19 março, 2025

𝑫𝒆𝒗𝒐çã𝒐 (𝑫𝒆𝒗𝒐𝒕𝒊𝒐𝒏), de Patti Smith

 


Autora: Patti Smith
Título: Devoção (Devotion)
Tradutor: Helder Moura Pereira
N.º de páginas: 125
Editora: Quetzal
Edição: Abril 2019
Classificação: Ensaio e Conto
N.º de Registo: (3640)



OPINIÃO ⭐⭐⭐⭐



Devoção é um misto de ensaio, memórias e ficção que nos conduz à reflexão sobre a escrita, mais concretamente sobre o que nos impele a escrever.

"Porque escrevo?" é a pergunta que surge no final. E a resposta é belíssima e elucidativa: "O meu dedo, como um estilete, desenha no ar um ponto de interrogação. Uma obsessão familiar de que me lembro desde criança quando me retirava das brincadeiras e do convívio com os amigos e me afastava das eventuais delícias do amor para ficar cercada por palavras e dominada por uma pulsação que me era externa." E conclui, referindo que escrevemos "Porque não nos podemos limitar a viver."

Anotar, registar é o gatilho. Para a autora, escrever é bem mais do que viver. Patti Smith divide este livro em três partes. Na primeira – Como funciona a mente – revela-nos o processo de criação, a exploração da inspiração, isto é, a partir de uma ideia que lhe atravessa a mente, e das pistas que foi registando, procura escrever; na segunda – Devoção – que dá o título ao livro, apresenta-nos o conto, a escrita ficcionada que resultou dessa ideia que lhe ficou e que consiste na obsessão de uma jovem patinadora que vive para a sua arte tal como a autora vive para a sua; na terceira – Um sonho não é um sonho – oferece-nos a explanação da razão pela qual escrevemos. Trata-se de uma reflexão fascinante sobre o sentido da escrita. No final do livro, surge ainda – Escrito num comboio – uma selecção de fotografias do seu caderno manuscrito que sustentam a escrita do seu conto durante a viagem de comboio a Paris, e de espaços, já referidos, que se revelaram importantes para o processo criativo.

Escrever não é fácil, o caderno mantem-se branco.

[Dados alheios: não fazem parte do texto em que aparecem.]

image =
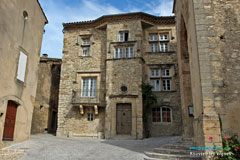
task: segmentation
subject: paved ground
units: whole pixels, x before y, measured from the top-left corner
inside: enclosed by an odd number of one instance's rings
[[[143,160],[144,151],[152,151],[179,138],[99,140],[43,134],[5,149],[23,152],[20,160]]]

Patti Smith encontra pistas em lugares e objectos desconexos, como num livro sobre a vida de Simone Weil, num trailer de um filme, nas ruas e cafés de Paris frequentados pelos seus ídolos literários, no jardim da editora Gallimard, na casa de Albert Camus, no sul de França, no túmulo de Simone Weil em Ashford em Londres, entre outros.

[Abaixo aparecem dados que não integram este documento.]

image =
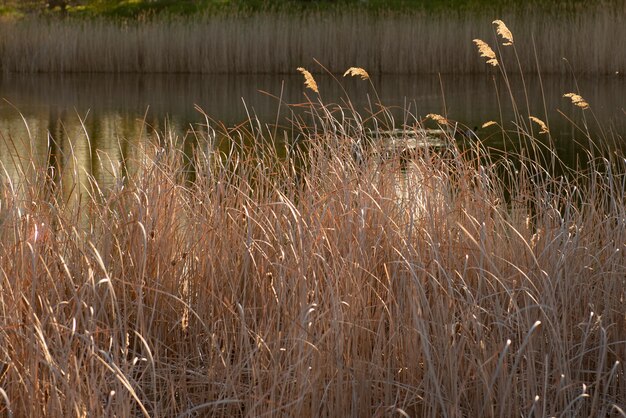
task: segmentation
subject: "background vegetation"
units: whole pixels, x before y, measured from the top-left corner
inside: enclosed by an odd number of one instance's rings
[[[519,59],[514,70],[626,74],[626,54],[609,41],[626,38],[624,0],[59,4],[5,1],[3,72],[277,74],[316,59],[333,73],[488,73],[467,45],[489,42],[489,22],[503,18],[532,45],[508,58]]]
[[[320,11],[368,12],[501,12],[516,8],[541,8],[552,12],[576,11],[583,7],[611,6],[623,0],[3,0],[4,14],[52,14],[83,17],[211,15],[216,13],[291,13]]]
[[[372,74],[490,74],[471,41],[493,42],[495,17],[358,11],[132,22],[33,17],[0,25],[0,66],[5,73],[293,74],[302,65],[319,70],[316,59],[335,74],[353,65]],[[626,74],[626,53],[607,41],[626,39],[626,13],[589,7],[576,14],[529,9],[498,17],[527,45],[518,56],[503,50],[510,71]]]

É durante a viagem de comboio a Sète, no sul de França, com o seu editor, que ela escreve febrilmente o seu conto que intitulou Devoção (Devouement) palavra que descobriu numa lápide no cemitério de Sète.
“Eu andava à procura de uma coisa e encontrei outra muito diferente” escreve a autora na página 42 e revela-nos os motivos que a levaram a afastar-se da sua trajectória inicial.

É um livro pequeno, mas fascinante que apresenta uma importante reflexão sobre o acto de escrever. Patti Smith mostra-nos que a escrita não pode ser dissociada da vida, do quotidiano, das memórias, das leituras. Para além da técnica de escrita e de revisão, escrever é o resultado do que somos e do que vivemos.